After everything was cut out, I began hemming the ruffles by hand. I hemmed, and hemmed, and hemmed some more. Each ruffle was 90" long and had to be hemmed on both sides. I hemmed ruffles for 2 weeks! Finally, after I'd hemmed 2 ruffles I decided I was done. I just couldn't face hemming another long strips of organdy. So, I went back to Pinterest and began looking for early 19th century portraits with examples of chemisettes with only 2 neck ruffles. I knew such chemisettes definitely existed, I just wanted a reference point - and what I found was even better than I'd hoped!

Woman portrait, 1823. Oil on canvas. 92.5 x 76.5 cm. Joseph Oleszkiewicz
National Museum in Warsaw.
I discovered this 1823 portrait of a woman by painter Joseph Oleszkiewicz. Not only does the chemisette this woman is wearing only have 2 ruffles, those ruffles are box pleated!! As soon as I saw this portrait, I knew I was copying that chemisette!

Box pleating while supervising trash burning.

Now, to give some reference about why I was so darned excited to see the box pleated ruffle in the painting: In Patterns of Fashion I, on most extant chemisettes from this era I could find online, and in most painting I could find online, chemisette neck ruffles are mushroom pleated. Mushroom pleats require specialized equipment I don't have. The entire time I was hemming ruffles I was brainstorming how in the world I would be able to simulate the look of mushroom pleats with my ruffles, and I wasn't thrilled with any of the ideas I'd come up with. Thus, when I found the portrait with the box pleated chemisette, I was ecstatic! Box pleats I could do, no problem!

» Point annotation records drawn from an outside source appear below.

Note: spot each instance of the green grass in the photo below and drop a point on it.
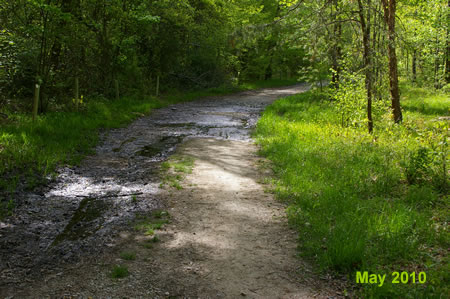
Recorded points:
(30, 151)
(149, 223)
(175, 169)
(119, 271)
(361, 202)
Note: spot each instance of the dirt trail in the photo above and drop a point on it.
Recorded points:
(227, 237)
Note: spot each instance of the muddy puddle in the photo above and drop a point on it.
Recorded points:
(81, 211)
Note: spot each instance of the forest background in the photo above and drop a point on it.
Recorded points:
(380, 70)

I sewed up the body of the chemisette by hand with the tiniest flat felled seams I've ever managed to do, then tried it on.


Even though I hadn't done any mock-up of any sort, it fit fine. There's not a lot of ways you can screw up the fit of a chemisette. With the body done in a fraction of the time hemming two ruffles had taken, I began my box pleating.

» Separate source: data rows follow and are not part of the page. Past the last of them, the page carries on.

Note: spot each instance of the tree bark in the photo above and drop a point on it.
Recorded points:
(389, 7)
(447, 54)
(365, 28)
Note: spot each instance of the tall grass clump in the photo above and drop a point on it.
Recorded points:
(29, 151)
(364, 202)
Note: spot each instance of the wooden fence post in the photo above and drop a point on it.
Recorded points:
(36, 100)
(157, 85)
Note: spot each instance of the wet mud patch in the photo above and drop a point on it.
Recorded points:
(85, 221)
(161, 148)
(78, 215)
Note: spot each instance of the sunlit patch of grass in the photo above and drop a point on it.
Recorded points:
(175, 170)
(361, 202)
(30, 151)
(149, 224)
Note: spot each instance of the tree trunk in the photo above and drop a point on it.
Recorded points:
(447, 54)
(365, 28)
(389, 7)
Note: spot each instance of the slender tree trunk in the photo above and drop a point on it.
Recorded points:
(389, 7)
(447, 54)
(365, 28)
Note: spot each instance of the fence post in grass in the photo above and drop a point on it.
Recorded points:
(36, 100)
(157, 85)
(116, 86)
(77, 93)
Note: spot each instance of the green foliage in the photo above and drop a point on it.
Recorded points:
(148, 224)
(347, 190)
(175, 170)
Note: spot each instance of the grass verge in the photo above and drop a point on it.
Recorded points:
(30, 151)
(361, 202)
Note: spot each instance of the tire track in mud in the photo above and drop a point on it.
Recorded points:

All around the neckband, and part of the way down the front opening, the hemmed strips of organdy were pleated. Once again, this took a fraction of the time hemming the darned strips had taken, so before I knew it, I was sewing the ruffles in place.

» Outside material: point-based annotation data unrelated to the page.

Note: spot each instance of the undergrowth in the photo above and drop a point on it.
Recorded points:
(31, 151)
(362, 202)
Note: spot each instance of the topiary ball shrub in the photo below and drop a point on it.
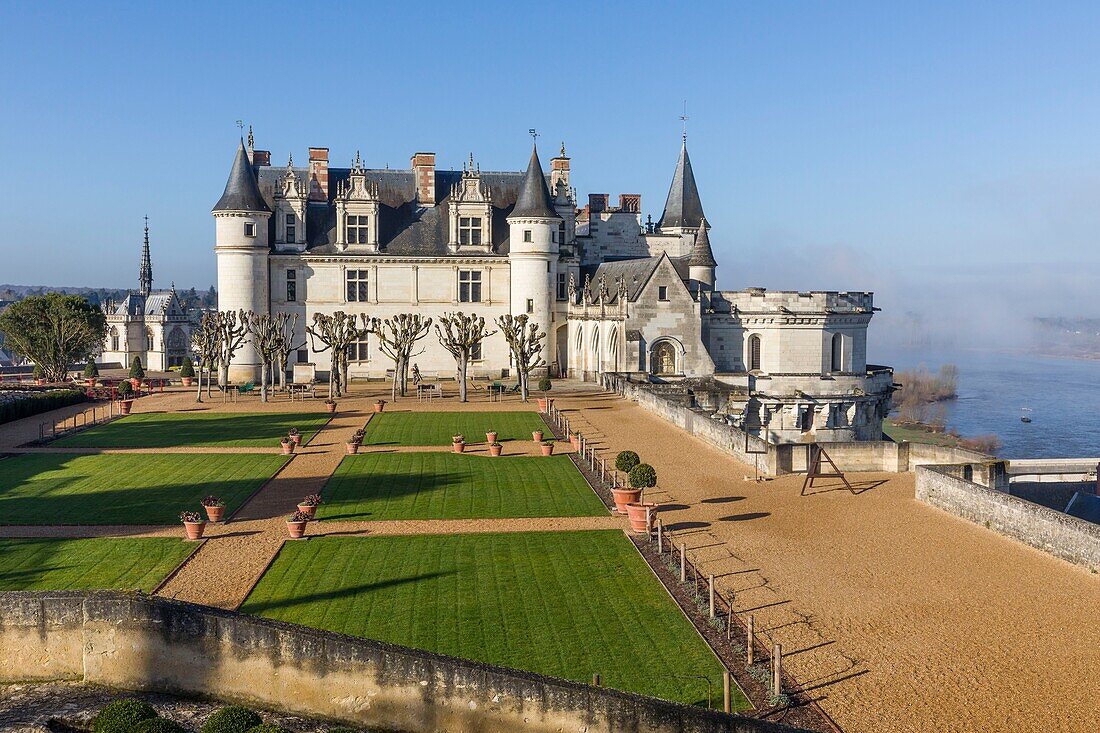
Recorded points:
(158, 725)
(626, 460)
(122, 715)
(642, 476)
(233, 719)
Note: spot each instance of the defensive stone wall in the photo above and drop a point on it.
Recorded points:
(1044, 528)
(145, 643)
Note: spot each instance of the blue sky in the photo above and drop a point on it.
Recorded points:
(837, 145)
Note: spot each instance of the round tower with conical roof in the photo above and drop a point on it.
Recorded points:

Ruffles sewn to the body, the box pleats were pressed for extra crispness, and my chemisette was done!!


All ready for wear with my regency dress! (And another costume, which I'm actually wearing today and hope share with you this week!)


I'm very pleased with how similar my chemisette is to that in my inspiration painting! August's Historical Sew Monthly theme was "Out of a Portrait", and this chemisette was the perfect project for that theme!



The Challenge: Out of a Portrait
Item: Chemisette
What Portrait is it Based On? I do not know if it has a name, but it’s a portrait of a women painted by Józef Oleszkiewicz around 1823
Material: Cotton Muslin for the body, Cotton Organdy for the ruffles
Pattern: a 1800 - 1825 chemisette in Patterns of Fashion 1, by Janet Arnold.
Year: The portrait is dated 1823, but I’ll be wearing this with a dress from a bit earlier.
Notions: Cotton thread and linen tape.
How historically accurate is it? The basic pattern shapes are accurate, it’s all hand sewn, and the materials are plausible. The construction method and order was all guess work on my part so I’m not sure I got it quite right. Probably about 7/10
Hours to complete: I don’t know, hemming those organdy ruffles took forever!!
First worn: Mid-September for my sister's Pride and Prejudice Birthday Party.
Total cost: The organdy was a $2 find at a thrift store, the muslin was $2 a yard, and I used about a yard, add a couple dollars for thread and linen tape for a total of $6



A chemisette may have not been the most exciting thing to sew, but I'm very glad I took the time to make it. It's just the finishing touch my regency look needed. And, I'll be able to wear it with a verity of future eary 1800's dresses I have planned. Such a very, very, useful piece this will be in my historical wardrobe!